The repercussions of such decisions, according to Crawford, could lead to a significant loss of shareholder value.
“The result is a massive loss of shareholder value,” she said of the missteps new management could take.
Indeed, since Musk’s takeover, Twitter’s worth has diminished substantially, with many major advertisers leaving the platform due to financial losses caused by heavy debt and decreased advertising revenue.
Esther Crawford had been a vocal supporter of Elon Musk during his tenure at Twitter. Her now-famous photo sleeping at Twitter’s headquarters went viral, showcasing the company’s intense work culture. She had worked at Twitter for over two years after her startup, Squad, was acquired by the company in 2020. Following Musk’s acquisition of Twitter, Crawford became one of his top lieutenants and was involved in overseeing the company’s subscription service, Twitter Blue, until she was laid off in February.

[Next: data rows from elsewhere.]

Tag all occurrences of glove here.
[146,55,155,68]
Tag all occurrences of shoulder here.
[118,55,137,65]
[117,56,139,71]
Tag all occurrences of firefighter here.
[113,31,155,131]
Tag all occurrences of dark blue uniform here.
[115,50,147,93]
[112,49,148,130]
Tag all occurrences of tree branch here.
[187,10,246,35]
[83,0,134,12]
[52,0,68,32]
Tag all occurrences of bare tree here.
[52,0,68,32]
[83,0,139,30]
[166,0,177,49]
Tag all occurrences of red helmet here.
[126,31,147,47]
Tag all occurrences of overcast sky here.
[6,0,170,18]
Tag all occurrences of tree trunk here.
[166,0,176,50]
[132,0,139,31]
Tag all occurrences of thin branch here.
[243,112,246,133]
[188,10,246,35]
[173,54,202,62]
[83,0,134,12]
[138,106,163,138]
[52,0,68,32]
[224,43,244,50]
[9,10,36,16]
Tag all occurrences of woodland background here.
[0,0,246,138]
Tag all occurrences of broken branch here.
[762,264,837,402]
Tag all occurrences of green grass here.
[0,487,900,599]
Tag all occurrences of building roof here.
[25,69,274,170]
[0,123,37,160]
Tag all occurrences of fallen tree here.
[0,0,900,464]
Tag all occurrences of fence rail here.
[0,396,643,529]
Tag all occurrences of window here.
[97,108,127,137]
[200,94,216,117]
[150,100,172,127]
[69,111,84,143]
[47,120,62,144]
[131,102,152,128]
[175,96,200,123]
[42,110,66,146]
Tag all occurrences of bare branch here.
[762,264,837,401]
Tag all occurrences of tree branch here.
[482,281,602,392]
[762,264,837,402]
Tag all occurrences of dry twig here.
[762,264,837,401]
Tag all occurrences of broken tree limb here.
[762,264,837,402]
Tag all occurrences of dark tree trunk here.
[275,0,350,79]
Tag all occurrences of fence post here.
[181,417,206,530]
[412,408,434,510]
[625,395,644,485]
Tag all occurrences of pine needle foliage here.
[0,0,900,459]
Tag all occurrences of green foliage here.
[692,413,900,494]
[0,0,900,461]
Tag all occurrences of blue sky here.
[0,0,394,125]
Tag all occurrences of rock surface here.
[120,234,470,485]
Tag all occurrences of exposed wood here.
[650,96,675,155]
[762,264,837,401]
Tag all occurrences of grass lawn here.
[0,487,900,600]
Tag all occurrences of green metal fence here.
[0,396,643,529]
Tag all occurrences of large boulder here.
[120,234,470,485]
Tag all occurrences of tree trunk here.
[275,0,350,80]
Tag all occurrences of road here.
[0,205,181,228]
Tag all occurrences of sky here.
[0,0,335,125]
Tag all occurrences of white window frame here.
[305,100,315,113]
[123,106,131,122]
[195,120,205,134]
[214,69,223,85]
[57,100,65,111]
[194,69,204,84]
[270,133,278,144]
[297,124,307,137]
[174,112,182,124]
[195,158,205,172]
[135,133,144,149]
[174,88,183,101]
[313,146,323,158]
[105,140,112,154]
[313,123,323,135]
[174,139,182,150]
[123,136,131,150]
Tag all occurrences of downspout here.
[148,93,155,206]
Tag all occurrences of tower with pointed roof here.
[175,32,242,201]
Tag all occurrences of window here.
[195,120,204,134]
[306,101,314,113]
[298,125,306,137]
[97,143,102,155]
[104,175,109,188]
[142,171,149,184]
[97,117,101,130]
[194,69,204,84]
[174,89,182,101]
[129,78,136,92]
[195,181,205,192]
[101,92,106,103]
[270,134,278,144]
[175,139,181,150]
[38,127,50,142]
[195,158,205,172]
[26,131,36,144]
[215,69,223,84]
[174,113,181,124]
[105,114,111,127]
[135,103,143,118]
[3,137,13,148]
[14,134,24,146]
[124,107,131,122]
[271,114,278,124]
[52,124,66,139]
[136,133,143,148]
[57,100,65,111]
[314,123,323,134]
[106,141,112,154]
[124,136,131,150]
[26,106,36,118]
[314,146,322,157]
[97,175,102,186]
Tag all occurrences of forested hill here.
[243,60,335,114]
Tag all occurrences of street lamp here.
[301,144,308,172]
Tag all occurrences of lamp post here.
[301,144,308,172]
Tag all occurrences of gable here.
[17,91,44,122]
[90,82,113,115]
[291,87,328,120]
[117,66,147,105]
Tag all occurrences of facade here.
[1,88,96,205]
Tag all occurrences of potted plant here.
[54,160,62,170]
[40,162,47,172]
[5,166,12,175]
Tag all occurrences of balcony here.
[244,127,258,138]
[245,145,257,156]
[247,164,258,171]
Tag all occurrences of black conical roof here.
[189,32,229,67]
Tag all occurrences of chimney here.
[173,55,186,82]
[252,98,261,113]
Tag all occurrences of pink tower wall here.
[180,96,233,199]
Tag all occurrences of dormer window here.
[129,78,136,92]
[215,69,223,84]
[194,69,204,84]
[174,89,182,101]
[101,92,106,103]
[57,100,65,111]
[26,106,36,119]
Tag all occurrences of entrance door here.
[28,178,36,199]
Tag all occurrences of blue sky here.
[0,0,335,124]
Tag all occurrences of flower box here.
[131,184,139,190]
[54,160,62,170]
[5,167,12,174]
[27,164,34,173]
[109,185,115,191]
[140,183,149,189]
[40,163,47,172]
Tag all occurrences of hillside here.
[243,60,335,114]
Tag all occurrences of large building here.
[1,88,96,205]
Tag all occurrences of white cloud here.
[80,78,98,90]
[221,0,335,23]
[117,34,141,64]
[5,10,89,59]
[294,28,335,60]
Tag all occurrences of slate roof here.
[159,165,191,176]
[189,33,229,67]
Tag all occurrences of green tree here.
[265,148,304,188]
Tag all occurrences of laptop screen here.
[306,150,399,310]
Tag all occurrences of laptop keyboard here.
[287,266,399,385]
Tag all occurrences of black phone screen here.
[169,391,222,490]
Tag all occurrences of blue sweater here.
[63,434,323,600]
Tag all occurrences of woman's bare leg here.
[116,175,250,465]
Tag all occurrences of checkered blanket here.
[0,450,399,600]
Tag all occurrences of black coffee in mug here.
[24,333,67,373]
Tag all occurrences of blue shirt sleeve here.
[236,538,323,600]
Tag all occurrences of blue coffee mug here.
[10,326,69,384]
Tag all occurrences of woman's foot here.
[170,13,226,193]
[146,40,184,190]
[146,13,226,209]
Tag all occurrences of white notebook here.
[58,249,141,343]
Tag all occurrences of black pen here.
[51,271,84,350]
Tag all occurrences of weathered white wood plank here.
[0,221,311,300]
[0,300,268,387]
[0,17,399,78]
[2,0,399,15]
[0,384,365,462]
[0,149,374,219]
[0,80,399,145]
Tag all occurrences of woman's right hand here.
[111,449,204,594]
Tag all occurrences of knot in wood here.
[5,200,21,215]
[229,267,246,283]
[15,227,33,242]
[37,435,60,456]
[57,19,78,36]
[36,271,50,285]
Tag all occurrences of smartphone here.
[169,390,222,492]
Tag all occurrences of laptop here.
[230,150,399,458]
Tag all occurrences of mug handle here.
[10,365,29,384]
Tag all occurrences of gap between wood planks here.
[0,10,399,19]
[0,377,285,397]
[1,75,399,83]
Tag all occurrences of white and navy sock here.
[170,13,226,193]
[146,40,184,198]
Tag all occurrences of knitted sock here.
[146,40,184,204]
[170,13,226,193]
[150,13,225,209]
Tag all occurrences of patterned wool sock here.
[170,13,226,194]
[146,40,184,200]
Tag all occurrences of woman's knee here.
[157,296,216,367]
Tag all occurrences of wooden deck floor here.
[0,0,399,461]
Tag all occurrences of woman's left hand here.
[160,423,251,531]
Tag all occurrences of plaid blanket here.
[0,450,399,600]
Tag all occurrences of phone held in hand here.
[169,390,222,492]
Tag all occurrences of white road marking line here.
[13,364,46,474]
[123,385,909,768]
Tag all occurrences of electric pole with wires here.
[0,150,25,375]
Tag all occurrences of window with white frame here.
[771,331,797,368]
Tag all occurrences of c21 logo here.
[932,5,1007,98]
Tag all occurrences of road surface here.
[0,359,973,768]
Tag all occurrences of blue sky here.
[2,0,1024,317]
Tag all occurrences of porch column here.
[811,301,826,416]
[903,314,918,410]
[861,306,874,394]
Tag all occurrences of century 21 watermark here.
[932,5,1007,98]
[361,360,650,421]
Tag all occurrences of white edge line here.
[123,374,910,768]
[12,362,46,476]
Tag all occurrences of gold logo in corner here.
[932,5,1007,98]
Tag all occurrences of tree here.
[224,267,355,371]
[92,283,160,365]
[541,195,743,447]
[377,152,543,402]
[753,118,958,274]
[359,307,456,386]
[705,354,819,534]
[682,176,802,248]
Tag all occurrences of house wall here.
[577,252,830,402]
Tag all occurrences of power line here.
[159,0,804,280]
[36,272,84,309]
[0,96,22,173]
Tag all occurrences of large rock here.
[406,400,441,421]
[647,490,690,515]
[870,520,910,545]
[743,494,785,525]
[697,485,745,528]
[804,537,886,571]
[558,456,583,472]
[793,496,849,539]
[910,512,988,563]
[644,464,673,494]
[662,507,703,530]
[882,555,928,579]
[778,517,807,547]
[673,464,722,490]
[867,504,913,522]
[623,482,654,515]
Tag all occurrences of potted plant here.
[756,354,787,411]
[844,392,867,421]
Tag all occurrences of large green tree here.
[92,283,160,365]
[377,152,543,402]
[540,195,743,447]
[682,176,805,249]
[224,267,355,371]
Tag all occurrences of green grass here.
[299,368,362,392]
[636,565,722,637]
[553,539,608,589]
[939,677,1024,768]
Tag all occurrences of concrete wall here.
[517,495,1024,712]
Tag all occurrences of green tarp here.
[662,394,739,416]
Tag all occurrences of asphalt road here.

Since then, Crawford has taken a career break and embarked on world travels. She is not the only one to jest at the platform’s name change, as even Twitter’s co-founder, Jack Dorsey, appeared somewhat puzzled by the decision. The rebranding process has already begun, with the new “X” logo displayed at Twitter’s headquarters and some branding images changed on the site. Musk’s fascination with the letter “X” is not new, as he has previously expressed interest in creating an all-encompassing “X everything app.”
The name change and the subsequent reactions highlight the impact of branding decisions on a company’s reputation and financial performance. It remains to be seen how this rebranding move will play out for “X” (formerly Twitter) and whether it will prove to be a strategic masterstroke or a regrettable misstep.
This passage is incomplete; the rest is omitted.